“From Bruegel to Rembrandt: Dutch and Flemish Prints and Drawings from 1550 to 1700”
The Detroit Institute of Arts (DIA) presents an exhibition of prints and drawings from artists such as Pieter Bruegel the Elder and Rembrandt in “From Bruegel to Rembrandt: Dutch and Flemish Prints and Drawings from 1550 to 1700” on view Saturday, February 15–July 26, 2020. This exhibition is in conjunction with “Bruegel’s The Wedding Dance Revealed,” and both are free with museum admission (which is free for residents of Macomb, Oakland and Wayne counties).
The exhibition features more than 100 prints and drawings from the DIA’s permanent collection. From elaborate engravings by Hendrick Goltzius (1558–1617) to the use of dots, dashes and “squiggles” by Rembrandt (1606–1669), Bruegel to Rembrandt reveals the range of printmaking techniques and styles used in the 16th and 17th centuries. Drawings by Dutch and Flemish masters span lively portrait sketches to detailed preparatory drawings and were used by artists as brainstorming “sessions” for more complex works or as visual references for future pieces.
Visitors will be able to view the works through the eyes of the artists, who turned to everyday subjects, portraying the landscape and people around them with humor and loving detail. The themes include representation of everyday life, the importance of landscape, the role of Greek and Roman classical models and the use of religious imagery during the Counter-Reformation.

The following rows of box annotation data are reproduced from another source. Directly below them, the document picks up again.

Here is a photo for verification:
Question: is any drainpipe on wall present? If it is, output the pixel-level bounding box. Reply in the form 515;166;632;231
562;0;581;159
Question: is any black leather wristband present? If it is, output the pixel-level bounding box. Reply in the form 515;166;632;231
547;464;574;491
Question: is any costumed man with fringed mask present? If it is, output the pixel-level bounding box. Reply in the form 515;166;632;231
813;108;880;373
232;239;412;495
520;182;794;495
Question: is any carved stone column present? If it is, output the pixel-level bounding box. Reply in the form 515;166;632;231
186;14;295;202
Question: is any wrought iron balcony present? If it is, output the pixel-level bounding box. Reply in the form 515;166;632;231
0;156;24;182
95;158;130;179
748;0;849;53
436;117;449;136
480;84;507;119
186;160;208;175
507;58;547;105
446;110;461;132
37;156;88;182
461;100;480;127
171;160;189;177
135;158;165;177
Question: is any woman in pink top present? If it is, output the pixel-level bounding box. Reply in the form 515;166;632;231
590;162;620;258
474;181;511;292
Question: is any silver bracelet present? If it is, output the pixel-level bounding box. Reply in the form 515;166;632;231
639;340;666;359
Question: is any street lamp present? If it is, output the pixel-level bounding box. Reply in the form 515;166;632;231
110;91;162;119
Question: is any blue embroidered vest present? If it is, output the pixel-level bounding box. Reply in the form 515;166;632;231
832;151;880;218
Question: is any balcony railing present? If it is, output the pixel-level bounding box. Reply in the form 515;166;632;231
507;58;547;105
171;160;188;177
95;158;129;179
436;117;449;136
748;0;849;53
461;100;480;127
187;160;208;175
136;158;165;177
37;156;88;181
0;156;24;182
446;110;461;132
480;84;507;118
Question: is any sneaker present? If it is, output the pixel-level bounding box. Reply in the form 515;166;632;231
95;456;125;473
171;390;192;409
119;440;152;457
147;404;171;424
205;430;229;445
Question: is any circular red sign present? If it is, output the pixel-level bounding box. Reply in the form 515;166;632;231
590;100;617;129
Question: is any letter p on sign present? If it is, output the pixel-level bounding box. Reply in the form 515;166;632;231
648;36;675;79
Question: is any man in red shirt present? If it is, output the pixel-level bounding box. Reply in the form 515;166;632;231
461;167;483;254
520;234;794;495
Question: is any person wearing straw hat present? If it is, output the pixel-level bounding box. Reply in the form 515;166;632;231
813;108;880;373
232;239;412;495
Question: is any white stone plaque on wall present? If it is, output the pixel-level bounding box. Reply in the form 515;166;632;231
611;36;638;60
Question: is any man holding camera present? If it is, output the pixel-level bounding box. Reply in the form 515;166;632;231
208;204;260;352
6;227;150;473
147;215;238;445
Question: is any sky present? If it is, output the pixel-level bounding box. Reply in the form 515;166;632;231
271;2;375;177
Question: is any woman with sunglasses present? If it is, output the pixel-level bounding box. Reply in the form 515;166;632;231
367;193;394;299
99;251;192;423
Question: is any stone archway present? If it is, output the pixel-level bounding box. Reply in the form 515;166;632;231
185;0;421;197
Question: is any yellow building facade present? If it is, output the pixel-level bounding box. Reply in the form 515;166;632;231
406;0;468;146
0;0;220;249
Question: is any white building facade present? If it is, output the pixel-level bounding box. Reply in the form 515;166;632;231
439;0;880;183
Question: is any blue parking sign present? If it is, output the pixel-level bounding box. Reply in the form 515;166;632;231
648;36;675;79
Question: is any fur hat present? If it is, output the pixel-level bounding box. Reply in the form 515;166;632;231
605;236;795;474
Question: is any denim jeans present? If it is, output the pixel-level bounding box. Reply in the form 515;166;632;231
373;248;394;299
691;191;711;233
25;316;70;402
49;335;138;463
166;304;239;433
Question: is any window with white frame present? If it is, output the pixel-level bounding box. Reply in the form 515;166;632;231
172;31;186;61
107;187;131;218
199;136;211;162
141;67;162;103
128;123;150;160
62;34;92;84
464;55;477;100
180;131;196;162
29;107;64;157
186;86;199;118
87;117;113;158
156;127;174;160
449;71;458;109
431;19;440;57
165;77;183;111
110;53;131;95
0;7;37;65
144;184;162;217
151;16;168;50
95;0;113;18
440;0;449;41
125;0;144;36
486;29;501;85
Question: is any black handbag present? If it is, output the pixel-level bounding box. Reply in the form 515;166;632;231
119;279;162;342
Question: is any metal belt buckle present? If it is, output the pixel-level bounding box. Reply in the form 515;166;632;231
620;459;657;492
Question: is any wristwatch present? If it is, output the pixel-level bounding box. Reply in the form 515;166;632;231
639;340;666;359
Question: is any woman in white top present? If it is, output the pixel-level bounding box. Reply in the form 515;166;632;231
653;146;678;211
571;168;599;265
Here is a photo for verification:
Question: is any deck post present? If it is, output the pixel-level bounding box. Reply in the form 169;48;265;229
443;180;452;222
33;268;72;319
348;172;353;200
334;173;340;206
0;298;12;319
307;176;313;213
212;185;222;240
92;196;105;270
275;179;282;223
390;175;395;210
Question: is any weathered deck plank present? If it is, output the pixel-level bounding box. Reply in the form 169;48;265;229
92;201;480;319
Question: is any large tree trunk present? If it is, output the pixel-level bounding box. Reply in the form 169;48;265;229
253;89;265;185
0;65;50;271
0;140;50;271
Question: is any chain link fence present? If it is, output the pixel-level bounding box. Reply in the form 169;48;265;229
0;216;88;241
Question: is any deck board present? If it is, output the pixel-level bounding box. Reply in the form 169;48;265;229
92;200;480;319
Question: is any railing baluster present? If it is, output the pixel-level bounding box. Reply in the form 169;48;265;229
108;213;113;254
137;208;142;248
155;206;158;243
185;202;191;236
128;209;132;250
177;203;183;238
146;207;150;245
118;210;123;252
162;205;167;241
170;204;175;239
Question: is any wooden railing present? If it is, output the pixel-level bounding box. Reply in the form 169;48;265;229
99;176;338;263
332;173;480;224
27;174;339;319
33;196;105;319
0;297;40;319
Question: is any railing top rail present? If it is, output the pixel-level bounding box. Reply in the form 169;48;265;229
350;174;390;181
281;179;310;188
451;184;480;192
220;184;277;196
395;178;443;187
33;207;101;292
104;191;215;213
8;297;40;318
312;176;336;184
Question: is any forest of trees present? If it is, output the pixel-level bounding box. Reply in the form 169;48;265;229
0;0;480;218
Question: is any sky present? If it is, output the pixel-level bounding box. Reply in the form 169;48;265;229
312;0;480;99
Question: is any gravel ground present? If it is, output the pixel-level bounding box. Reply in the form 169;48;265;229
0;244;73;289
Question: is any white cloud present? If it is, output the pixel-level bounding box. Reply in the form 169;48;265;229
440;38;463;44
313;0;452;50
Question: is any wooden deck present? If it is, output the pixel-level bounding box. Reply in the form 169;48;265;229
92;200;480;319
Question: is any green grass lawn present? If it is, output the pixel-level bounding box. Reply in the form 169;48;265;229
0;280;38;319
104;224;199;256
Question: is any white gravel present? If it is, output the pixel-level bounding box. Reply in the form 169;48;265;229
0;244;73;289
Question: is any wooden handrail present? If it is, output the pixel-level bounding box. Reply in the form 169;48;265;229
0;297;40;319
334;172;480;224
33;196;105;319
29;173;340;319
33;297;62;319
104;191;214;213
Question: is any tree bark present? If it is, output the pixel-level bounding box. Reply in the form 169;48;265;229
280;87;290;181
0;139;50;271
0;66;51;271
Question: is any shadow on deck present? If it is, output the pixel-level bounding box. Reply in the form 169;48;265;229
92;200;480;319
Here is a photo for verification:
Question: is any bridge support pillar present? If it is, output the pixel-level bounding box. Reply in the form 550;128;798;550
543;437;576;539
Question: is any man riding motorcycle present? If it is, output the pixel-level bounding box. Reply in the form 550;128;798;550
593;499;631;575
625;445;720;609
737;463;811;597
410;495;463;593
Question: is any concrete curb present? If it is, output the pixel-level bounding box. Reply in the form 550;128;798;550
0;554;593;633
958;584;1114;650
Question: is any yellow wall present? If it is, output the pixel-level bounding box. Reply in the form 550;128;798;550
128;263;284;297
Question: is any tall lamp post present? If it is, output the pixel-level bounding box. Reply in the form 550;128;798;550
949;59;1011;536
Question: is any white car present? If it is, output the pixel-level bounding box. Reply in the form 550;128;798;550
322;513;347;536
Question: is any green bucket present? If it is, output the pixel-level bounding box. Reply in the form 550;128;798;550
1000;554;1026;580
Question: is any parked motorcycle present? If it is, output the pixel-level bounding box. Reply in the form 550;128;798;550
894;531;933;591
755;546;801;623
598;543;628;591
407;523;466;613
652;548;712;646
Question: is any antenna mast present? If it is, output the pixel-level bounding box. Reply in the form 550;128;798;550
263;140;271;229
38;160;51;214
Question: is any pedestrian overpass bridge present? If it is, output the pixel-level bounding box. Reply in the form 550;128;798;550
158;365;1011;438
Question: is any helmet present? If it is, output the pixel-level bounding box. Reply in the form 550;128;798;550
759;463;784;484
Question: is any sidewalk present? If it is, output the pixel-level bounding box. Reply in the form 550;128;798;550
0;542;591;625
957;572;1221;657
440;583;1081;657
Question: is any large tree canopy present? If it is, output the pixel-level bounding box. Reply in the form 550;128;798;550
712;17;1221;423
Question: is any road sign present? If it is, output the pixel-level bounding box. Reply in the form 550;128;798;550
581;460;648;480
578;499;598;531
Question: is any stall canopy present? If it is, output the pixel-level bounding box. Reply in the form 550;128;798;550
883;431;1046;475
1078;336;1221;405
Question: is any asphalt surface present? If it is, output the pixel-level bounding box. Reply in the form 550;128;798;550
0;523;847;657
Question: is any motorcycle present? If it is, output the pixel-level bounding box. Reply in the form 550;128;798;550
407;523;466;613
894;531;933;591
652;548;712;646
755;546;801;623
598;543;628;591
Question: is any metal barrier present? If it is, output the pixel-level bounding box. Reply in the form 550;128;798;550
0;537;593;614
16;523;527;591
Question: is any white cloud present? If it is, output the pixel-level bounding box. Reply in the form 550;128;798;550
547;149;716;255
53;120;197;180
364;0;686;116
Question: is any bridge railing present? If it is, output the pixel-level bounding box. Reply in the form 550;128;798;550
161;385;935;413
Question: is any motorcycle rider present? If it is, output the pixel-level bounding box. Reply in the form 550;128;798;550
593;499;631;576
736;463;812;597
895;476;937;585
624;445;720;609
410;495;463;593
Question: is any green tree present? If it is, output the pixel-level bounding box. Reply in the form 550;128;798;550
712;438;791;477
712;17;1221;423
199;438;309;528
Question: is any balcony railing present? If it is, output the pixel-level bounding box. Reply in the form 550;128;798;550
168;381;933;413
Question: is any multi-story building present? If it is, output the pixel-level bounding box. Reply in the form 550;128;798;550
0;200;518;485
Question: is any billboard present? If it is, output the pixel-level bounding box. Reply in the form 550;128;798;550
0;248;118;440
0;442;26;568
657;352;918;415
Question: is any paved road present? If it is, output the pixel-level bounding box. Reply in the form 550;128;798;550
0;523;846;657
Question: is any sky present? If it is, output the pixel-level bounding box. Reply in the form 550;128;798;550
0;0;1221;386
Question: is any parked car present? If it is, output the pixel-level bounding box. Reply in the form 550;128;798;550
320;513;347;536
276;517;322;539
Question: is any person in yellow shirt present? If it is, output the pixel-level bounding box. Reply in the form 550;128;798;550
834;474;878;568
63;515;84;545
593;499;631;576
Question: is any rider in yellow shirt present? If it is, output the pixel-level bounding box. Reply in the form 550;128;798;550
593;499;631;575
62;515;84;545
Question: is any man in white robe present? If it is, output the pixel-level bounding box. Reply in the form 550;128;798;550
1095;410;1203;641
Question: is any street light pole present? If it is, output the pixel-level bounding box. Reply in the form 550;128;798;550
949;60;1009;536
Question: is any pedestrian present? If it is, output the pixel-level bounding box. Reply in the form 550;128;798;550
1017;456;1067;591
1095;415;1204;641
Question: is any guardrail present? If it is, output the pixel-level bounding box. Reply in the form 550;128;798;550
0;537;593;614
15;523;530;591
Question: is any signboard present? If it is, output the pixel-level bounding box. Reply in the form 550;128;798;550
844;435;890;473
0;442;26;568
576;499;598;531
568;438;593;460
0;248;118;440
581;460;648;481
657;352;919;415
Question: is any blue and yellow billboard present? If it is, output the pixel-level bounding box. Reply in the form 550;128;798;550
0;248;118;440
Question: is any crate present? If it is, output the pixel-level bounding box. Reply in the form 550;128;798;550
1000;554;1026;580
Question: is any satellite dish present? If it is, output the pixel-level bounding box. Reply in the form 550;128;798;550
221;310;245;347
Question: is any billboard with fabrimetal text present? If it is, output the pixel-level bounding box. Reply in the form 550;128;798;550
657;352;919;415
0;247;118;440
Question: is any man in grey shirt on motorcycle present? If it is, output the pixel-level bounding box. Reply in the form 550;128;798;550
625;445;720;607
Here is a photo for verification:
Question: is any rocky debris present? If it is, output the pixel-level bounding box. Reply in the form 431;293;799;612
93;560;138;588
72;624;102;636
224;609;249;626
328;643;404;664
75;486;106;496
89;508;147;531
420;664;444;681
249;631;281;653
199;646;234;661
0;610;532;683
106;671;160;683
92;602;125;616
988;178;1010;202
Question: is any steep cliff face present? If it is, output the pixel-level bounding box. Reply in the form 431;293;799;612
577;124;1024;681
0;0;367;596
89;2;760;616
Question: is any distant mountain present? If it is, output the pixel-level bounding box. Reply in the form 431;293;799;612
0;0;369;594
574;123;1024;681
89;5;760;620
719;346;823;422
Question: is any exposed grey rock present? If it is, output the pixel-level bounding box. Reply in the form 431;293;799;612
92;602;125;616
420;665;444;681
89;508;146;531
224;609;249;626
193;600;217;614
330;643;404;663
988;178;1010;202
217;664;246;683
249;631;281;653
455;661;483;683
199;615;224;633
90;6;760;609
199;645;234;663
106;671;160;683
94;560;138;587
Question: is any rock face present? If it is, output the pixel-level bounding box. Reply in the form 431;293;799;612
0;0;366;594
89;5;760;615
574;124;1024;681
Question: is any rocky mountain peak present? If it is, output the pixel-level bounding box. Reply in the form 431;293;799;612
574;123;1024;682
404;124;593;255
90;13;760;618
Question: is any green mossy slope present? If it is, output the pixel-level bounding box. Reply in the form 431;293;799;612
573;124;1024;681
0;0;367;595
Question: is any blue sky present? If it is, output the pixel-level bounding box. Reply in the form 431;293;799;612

According to Clare Rogan, DIA curator of prints and drawings “This exhibition shows the incredible depth of Dutch and Flemish art in the DIA collection. It includes selections from the encyclopedic collection of prints and drawings gathered in the 1880s by newspaper magnate James E. Scripps (1835-1906) and given by his widow, Mrs. Harriet J. Scripps (1838-1933) in 1909, as well as rare drawings identified by DIA director Wilhelm Valentiner (1880–1958) during the 1920s and 1930s…”
The Detroit Institute of Arts (DIA), one of the premier art museums in the United States, is home to more than 60,000 works that comprise a multicultural survey of human creativity from ancient times through the 21st century. From the first Van Gogh painting to enter a U.S. museum (Self-Portrait, 1887), to Diego Rivera’s world-renowned Detroit Industry murals (1932–33), the DIA’s collection is known for its quality, range and depth. The DIA’s mission is to create opportunities for all visitors to find personal meaning in art individually and with each other.